Main de fer dans un gant de crin, le Britannique s’est taillé une réputation de gardien intraitable du mausolée. Un rôle ingrat pour lequel il faut avoir le cuir épais et ne pas chercher à se faire aimer. On l’imagine assez bien passant ses journées dans une salle de contrôle truffée d’écrans signalant en temps réel les usages abusifs de l’iconographie sacrée. Et à chaque transgression ou simple suspicion, pousser sur un gros bouton rouge déclenchant une sirène dans une salle du sous-sol où s’activent une armée d’avocats sapés comme M. Pump. Le problème avec les méchants, c’est que quand ils interviennent, on pense tout de suite que c’est avec de mauvaises intentions, en l’occurrence ici museler la liberté d’expression. Comme tout dernièrement quand Rodwell a mis en demeure le dessinateur Emmanuel Lepage de revoir sa copie, l’impétrant ayant eu l’audace de glisser une référence à l’univers de Tintin sur l’affiche célébrant les 30 ans du Centre belge de la bande dessinée. La réaction instinctive, c’est de s’offusquer, de crier à la censure. Tintin se croit-il supérieur à Blake et Mortimer, à Valérian, à Adèle Blanc-Sec? Et pourtant, à y regarder de plus près, l’illustration pose effectivement question. On y voit la fameuse fusée à damier filer au ras des vagues et se diriger tout droit vers la silhouette d’un navire qui s’éloigne. Une scénographie guerrière qui ne colle pas avec l’esprit naïf et enfantin de l’univers tintinesque. Mais pourquoi diable envoyer tout de suite l’infanterie et ne pas demander gentiment au dessinateur s’il ne peut pas… rectifier le tir?
Cette protection ultra rapprochée du plus populaire des héros de BD revient à confisquer de facto une icône du patrimoine culturel belge et mondial. Tintin appartient en droit à Moulinsart et à Casterman, c’est clair, mais il appartient aussi à tous ceux qui ont laissé entrer dans leur imaginaire l’infatigable redresseur de torts. À l’échelle de l’humanité, cet héritage immatériel compte autant que le droit d’auteur, et ce d’autant plus que ce sont les petits ruisseaux des influences éparses qui font les grandes rivières artistiques.

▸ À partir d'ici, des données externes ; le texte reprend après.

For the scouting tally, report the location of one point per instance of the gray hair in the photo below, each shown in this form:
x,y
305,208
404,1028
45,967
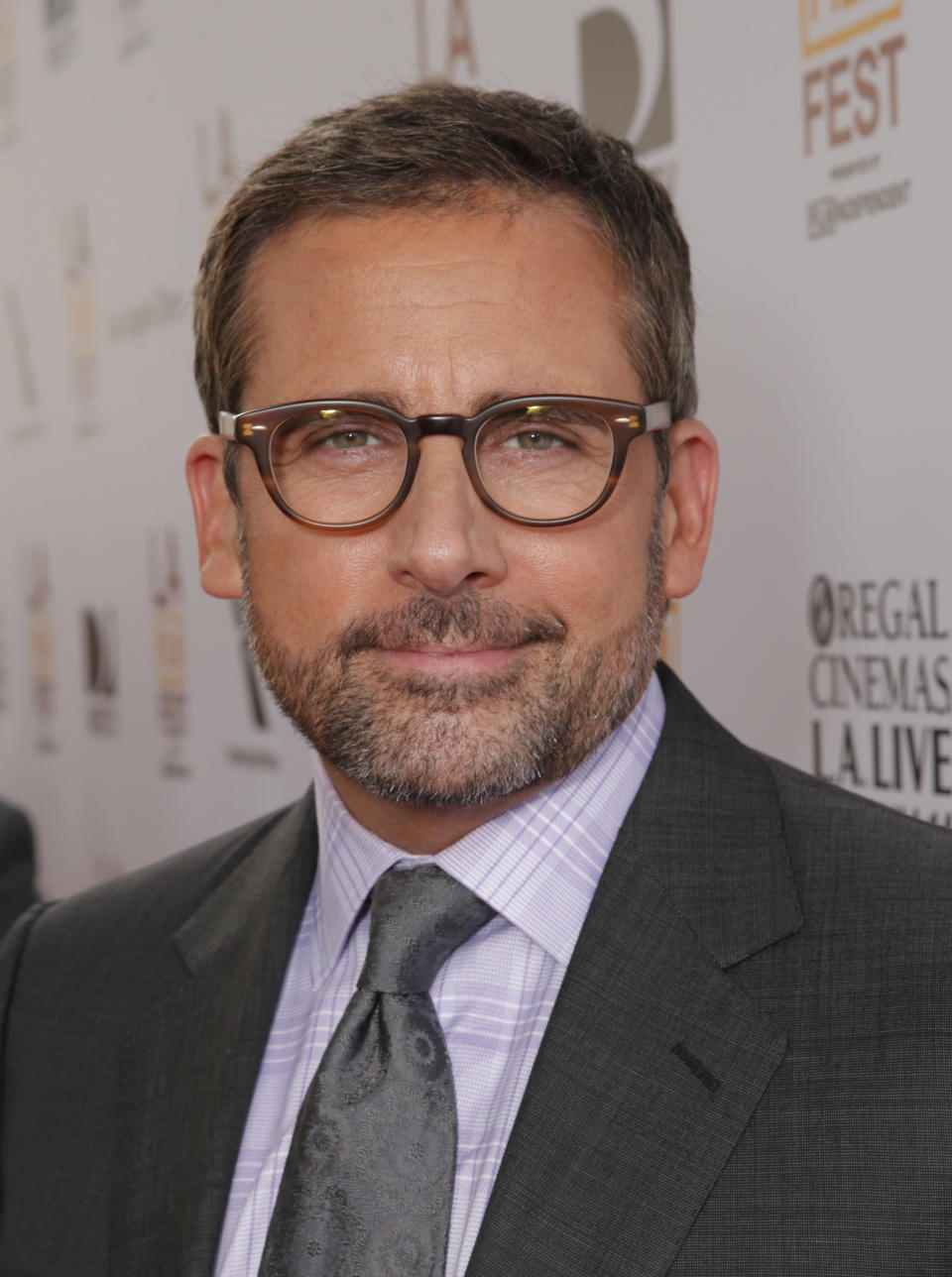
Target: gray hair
x,y
442,145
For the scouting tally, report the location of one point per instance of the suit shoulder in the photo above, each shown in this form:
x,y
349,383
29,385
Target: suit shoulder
x,y
128,910
844,830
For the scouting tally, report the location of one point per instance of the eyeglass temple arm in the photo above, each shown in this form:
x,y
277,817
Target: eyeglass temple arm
x,y
656,416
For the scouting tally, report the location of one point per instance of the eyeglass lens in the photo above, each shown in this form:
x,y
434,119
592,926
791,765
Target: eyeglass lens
x,y
345,465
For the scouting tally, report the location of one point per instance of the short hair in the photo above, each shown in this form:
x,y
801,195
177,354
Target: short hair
x,y
438,145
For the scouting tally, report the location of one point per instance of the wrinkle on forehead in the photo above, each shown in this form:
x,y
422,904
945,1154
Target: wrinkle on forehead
x,y
436,306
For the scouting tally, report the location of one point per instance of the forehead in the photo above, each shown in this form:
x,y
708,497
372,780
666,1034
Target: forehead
x,y
451,301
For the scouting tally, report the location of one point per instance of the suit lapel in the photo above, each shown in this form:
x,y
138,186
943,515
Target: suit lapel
x,y
654,1058
190,1064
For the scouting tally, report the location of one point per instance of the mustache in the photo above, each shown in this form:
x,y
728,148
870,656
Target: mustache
x,y
464,620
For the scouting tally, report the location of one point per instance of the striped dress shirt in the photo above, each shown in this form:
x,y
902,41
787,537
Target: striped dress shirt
x,y
538,866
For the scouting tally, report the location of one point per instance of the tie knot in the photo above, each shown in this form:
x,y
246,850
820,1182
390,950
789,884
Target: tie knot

Priver un artiste de la possibilité de citer et malaxer des références (on ne parle pas ici du plagiat bête et méchant), cela reviendrait à interdire NTM de sampler Chopin (That’s My People), ou à Picasso de lorgner l’art africain. À travers ces citations, emprunts, hommages, les oeuvres originales revivent, se régénèrent et transmettent leur patrimoine génétique.
C’est d’autant plus injuste qu’Hergé lui-même n’a pas été le dernier à puiser dans la musette d’autres artistes, sans s’en cacher d’ailleurs. Si les ayants droit de Buster Keaton, Michael Curtiz ou Fritz Lang (le livre Tintin, du cinéma à la BD de Bob Garcia, paru chez Desclée de Brouwer, recense toutes les citations) avaient été aussi tatillons que Rodwell l’est aujourd’hui, ils auraient pu demander à l’auteur des Bijoux de la Castafiore des comptes, et pourquoi pas l’empêcher de copier-coller des scènes intégrales dans ses planches. Heureusement qu’ils ne l’ont pas fait. Mais ça démontre l’absurdité de cette chasse aux sorcières. L’art est une matière vivante. Si Tintin est mis en quarantaine pour en faire une marque chic, il va s’assécher, se racornir, se fossiliser, et plus grave encore, perdre son âme d’enfant.